The results for the boroughs outside London were:

| Party |  | Councillors |  |  |
| Gains | Losses | % Gains | % Losses |
|  | Conservative Party | 560 | 24 | 96% | 4% |
|  | Labour Party | 77 | 530 | 13% | 87% |
|  | Liberal Party | 19 | 40 | 32% | 68% |
|  | Independents | 121 | 181 | 40% | 60% |
|  | Communist Party of Great Britain | 0 | 2 | 0 | 100% |

==By-elections in 1949==
There were six Parliamentary by-elections held in 1949. All were in Labour held seats and all were retained by Labour but each one showed a movement of votes away from Labour and towards the Conservatives.

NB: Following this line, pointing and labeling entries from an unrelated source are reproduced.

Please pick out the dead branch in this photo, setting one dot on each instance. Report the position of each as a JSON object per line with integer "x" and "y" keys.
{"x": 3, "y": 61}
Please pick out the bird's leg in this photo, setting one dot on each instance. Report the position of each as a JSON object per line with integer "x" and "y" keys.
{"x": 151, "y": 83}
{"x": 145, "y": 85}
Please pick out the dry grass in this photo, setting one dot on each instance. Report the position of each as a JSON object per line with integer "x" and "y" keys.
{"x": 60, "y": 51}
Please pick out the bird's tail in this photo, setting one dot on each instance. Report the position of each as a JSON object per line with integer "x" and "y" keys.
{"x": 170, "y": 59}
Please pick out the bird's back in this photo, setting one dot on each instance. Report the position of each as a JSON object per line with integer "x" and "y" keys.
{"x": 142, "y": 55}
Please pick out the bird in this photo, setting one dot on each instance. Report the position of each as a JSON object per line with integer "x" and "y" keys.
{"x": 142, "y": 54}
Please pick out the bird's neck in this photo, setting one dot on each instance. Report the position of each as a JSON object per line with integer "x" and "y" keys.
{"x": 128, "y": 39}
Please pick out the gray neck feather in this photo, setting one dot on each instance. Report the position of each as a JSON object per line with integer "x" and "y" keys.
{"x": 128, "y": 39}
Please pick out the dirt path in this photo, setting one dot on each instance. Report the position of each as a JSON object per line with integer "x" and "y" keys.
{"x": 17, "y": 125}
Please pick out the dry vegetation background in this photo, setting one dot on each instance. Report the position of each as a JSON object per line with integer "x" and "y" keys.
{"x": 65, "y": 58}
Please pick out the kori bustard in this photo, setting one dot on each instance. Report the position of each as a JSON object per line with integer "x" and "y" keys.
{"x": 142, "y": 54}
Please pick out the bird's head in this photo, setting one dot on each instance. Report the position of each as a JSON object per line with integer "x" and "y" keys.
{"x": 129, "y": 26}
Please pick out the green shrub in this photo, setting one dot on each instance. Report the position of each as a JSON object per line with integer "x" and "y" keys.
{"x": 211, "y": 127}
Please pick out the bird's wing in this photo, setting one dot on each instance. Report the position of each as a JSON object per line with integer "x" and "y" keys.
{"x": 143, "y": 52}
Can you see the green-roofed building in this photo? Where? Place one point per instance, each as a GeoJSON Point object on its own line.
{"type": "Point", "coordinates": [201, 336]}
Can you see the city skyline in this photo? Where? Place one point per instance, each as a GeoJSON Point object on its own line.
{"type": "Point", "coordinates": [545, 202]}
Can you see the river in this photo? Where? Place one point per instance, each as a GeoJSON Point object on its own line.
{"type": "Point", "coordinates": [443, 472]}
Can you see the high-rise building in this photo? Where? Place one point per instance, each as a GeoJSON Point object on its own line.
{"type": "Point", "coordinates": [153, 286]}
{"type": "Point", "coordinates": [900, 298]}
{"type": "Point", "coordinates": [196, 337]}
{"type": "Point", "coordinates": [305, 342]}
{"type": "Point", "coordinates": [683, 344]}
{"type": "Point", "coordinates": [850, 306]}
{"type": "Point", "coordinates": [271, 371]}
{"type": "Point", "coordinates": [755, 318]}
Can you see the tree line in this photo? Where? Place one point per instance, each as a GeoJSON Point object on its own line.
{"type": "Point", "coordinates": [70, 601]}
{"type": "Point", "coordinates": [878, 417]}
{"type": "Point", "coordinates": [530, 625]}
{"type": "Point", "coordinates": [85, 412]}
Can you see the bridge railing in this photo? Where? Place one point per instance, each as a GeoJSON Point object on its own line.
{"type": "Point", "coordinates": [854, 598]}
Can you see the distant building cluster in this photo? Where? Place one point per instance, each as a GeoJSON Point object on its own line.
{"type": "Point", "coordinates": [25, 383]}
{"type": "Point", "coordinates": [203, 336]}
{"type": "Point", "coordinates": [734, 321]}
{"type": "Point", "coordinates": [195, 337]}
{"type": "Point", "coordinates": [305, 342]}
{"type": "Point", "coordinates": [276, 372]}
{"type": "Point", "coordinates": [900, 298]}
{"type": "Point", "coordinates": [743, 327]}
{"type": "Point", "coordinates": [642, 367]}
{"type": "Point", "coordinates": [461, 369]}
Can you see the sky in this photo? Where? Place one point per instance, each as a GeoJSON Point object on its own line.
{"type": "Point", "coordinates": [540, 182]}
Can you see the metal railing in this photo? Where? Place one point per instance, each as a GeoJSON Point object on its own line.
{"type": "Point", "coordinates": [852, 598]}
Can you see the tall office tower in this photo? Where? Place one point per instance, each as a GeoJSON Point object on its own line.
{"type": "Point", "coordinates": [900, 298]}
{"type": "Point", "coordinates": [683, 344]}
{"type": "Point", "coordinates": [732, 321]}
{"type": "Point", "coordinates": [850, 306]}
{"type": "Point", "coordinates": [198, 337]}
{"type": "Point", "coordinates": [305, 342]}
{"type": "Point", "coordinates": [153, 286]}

Cook and Ramsden comment however that there was relatively little in these by-election results to indicate the extent to which the Tories would recover lost ground in the 1950 general election. However the first by-election to be held after the county and other local elections, in West Leeds on 21 July 1949, showed the largest swing to the Conservatives in any Parliamentary contest for the previous nine months. Despite the assessment by Cook & Ramsden that the by-elections of 1949 offered little indication that the Tories would do so well in 1950, taken together with the county and other local results, a clear pattern of dissatisfaction with the Labour government can be discerned and a willingness by the electorate to turn again towards the Conservatives.

==General election prospects==
After the Second World War local elections came to be accepted increasingly as barometers of the national political mood. The combined County and Borough election results offered a useful snapshot of public opinion as the Labour government elected in 1945 neared the end of its term of office.

===Conservative reaction===
The influential Conservative peer, Lord Woolton who was chairman of the Tory party between 1946 and 1955, commented that the elections had taken place on a national scale and in effect constituted a miniature general election, indicating how opinion had changed in the country since 1945. The Conservatives especially took heart from the results. Tory leader Winston Churchill told a rally at the Royal Albert Hall that the County Council contests had seen great Conservative victories and there was a prospect of more to come. He forecast that the next general election would be ‘one of the most memorable’. Anthony Eden told the same meeting that the election results showed the electorate were moving towards the Conservative approaches of lower taxation, halting further nationalisations, providing incentives and the revival of the virtue of thrift.

===Labour reaction===
For Labour, Herbert Morrison told supporters that it was inevitable that Labour would be unable to hold on to the gains it had made in the exceptional years of 1945–46. He said that Labour would have to learn the lessons of the election results, particularly tactical ones about how and in which constituencies the Tories chose to fight the hardest and put the greatest resources. This was a theme taken up in The Times leader of 14 May 1949 when it was commented that the Conservative Party machine had made great strides under Lord Woolton's direction and was now capable of enthusing its supporters and getting them to the polls in great numbers. However, in policy terms Morrison seemed reluctant to learn lessons, saying Labour needed more of the same and arguing for further attacks on ‘powerful vested interests’ to transform great private economic interests into public concerns, a call for more nationalisation and state regulation.

===Liberal reaction===
As for the Liberals, they had read the writing on the wall. In late 1949 they persuaded Lloyd's of London to insure their candidates’ deposits for the next general election. For the sum of £5,000 Lloyds agreed to pay for all deposits lost after the first 50 up to 250. This turned out to be a shrewd deal as 319 of the 475 candidates the Liberal Party put up at the 1950 general election lost their deposits, amounting to two thirds of the total number of candidates standing.